Some patients may not be able to afford co-payments of 50-dollars a month, and Ostrem says the center may find a grant to cover all or most of that cost. “We might be saving that patient over the course of a year $1,000 to $2,000,” she says, “but then there are these patients who need the expensive chemotherapy infusions that run $30,000 a month. We might be saving those patients over a quarter of a million dollars a year by getting that medication for them at no cost.” It’s an exceptionally rewarding job, Ostrem says, knowing you’re helping people financially while the medications help them physically.

“We’re not saving the hospital any money. We’re not receiving any money from any of these programs. It’s all completely patient savings,” Ostrem says. “At the end of the day, it’s a feel-good job. Patients are very appreciative of what we can do for them. You know that people are cutting down on doses or not taking their doses or trying to decide if they’re going to pay for food or they’re going to pay for medicine.”
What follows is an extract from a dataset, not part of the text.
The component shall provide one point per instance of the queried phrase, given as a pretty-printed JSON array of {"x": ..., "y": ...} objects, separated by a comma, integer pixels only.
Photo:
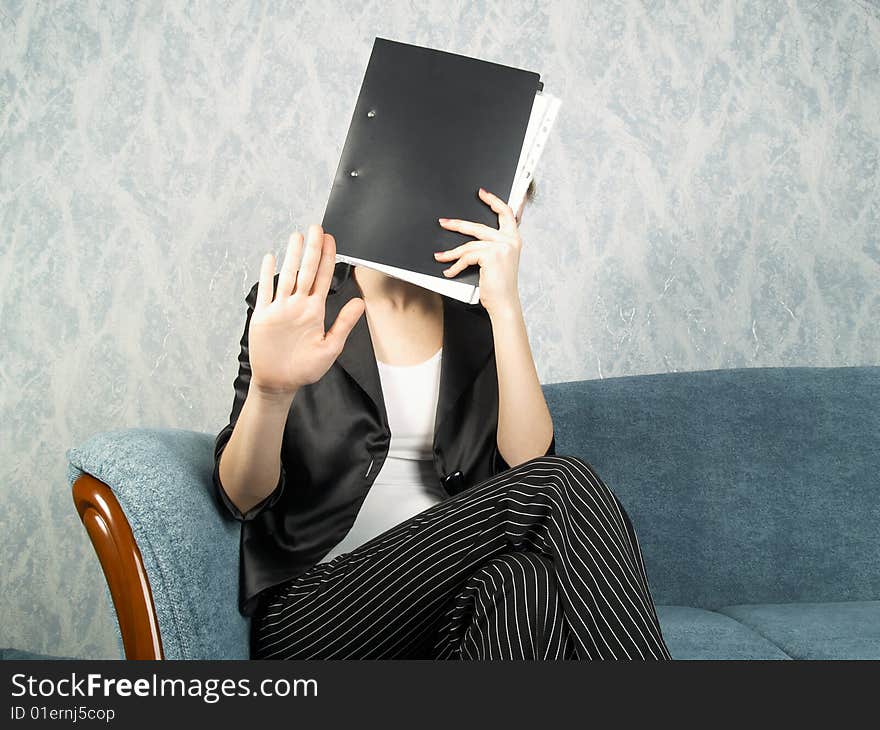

The center is able to save money through free drug programs offered by pharmaceutical companies, as well as copay assistance programs and grants. Ostrem says there’s also SafeNet R-X, based in Grimes, a non-profit that’s main goal is to help Iowans to afford their medications. “The main way that they do that is by accepting donated medications,” she says. “They do have to be in date. They have to be sealed. They don’t do anything refrigerated and no controlled substances. And then they work with a network of partner pharmacies in the state of Iowa to dispense those medications to patients at no charge.”

Ostrem, who graduated from the U-I College of Pharmacy in 1986, says she’s seen remarkable changes in health care since she was a student on the Iowa City campus. While the program saved patients almost 70-million dollars last year, the savings was just under eight-million dollars a decade ago. She says much of that is due to the rising cost of pharmaceuticals.